Nazi Germany was defeated in the Second World War by the determination, bravery, and combat deployment of soldiers from the United States, Great Britain, Poland, France, the Soviet Union, and other countries and nations. But the Soviet Union, led by the dictator Stalin, did not join the Allies until it itself was attacked by the Nazis in June 1941. Until then, the USSR had acted as a partner of Nazi Germany in the spirit of the Molotov-Ribbentrop Pact concluded shortly before the outbreak of the war. At that time, when tens of thousands of Czechoslovaks fled from the Nazis to the USSR, they often ended up in gulag labor camps. The Red Army did not enter the war until the summer of 1941 after Nazi Germany had invaded.

The Soviet Union deployed over six million soldiers to the Eastern Front. We can speak of great heroism and huge losses. The Red Army, with great effort, defeated the better armed and trained German Wehrmacht, and with it the prestige of the “land of the Soviets” logically grew.
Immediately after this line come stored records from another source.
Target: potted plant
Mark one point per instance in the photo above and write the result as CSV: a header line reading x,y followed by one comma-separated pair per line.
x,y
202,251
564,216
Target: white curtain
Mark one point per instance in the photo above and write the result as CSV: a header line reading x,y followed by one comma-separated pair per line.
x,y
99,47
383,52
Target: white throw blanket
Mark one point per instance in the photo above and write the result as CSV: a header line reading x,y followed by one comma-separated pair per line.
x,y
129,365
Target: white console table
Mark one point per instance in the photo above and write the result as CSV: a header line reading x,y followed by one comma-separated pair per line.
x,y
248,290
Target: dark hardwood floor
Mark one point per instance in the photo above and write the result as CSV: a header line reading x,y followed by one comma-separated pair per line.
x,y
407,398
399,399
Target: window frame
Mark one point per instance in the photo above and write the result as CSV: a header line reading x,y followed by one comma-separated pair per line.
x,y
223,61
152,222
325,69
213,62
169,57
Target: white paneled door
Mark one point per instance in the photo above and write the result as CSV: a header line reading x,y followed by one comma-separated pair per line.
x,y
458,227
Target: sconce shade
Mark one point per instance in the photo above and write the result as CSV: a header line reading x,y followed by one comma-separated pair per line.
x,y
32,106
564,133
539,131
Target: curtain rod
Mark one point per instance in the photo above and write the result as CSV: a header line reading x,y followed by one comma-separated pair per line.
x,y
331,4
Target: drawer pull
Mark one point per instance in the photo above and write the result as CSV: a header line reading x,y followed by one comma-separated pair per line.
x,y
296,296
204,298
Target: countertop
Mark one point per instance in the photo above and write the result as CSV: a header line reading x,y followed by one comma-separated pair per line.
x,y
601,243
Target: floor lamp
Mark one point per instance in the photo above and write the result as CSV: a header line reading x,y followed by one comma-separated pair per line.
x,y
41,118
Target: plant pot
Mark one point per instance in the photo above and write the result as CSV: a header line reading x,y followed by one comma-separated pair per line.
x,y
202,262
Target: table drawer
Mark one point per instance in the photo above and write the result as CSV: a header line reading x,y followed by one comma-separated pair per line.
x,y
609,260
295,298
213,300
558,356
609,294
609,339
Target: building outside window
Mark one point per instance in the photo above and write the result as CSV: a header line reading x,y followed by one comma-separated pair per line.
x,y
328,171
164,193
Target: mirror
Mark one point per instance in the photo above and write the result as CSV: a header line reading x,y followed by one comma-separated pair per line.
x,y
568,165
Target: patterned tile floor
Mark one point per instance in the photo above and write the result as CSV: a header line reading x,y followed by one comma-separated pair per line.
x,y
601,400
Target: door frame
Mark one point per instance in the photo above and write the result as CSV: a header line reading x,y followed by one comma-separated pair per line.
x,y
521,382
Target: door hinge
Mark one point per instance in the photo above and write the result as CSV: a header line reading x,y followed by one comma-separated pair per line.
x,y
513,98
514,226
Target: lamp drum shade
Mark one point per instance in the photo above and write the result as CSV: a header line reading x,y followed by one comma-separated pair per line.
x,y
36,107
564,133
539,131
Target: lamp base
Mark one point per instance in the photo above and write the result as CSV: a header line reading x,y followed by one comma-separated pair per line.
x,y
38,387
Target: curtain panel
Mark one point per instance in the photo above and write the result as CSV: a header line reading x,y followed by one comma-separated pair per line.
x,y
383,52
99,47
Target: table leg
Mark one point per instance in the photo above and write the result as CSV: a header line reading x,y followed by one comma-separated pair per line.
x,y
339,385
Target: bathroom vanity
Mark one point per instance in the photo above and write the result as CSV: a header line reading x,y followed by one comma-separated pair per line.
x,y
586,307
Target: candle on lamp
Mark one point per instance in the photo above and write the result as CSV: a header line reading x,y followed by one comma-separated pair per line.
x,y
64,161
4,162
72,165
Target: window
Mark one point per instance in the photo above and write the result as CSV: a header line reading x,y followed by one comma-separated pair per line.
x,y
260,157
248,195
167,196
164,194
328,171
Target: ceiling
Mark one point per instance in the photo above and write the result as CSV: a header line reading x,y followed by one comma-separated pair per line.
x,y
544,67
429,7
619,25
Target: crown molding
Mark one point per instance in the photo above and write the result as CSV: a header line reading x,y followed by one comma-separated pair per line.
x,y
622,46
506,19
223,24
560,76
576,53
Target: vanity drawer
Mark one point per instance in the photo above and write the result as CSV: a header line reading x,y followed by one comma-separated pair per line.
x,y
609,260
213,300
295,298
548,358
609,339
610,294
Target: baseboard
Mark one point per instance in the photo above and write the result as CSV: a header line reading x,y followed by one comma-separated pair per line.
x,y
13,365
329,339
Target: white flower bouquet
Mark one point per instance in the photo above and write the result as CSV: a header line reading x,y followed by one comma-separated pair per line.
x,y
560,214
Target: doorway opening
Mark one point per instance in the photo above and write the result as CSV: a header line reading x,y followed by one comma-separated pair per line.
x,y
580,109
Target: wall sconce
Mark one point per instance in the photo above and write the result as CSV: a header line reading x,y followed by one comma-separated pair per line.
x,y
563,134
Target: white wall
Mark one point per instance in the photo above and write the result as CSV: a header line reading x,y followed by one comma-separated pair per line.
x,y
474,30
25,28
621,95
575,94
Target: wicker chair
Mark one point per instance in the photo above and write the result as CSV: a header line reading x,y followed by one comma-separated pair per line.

However, when we talk about the liberation of Czechoslovakia, we must mention, besides the Soviet victims (up to 140,000 Red Army soldiers are said to have died), the tens of thousands of our soldiers fighting alongside the Allies on the Eastern and Western fronts, the brave Slovak insurgents, the paratroopers, partisans and thousands of their helpers, the insurgents from the barricades of Czech towns at the end of the war, and last but not least the soldiers of the American Army who liberated part of the Czechoslovak territory from the west, as well as the forgotten Romanian soldiers advancing with the Soviets from the east. On 8 May 1945, after six long years, peace reigned in Europe and Czechoslovakia became a liberated country. But not free.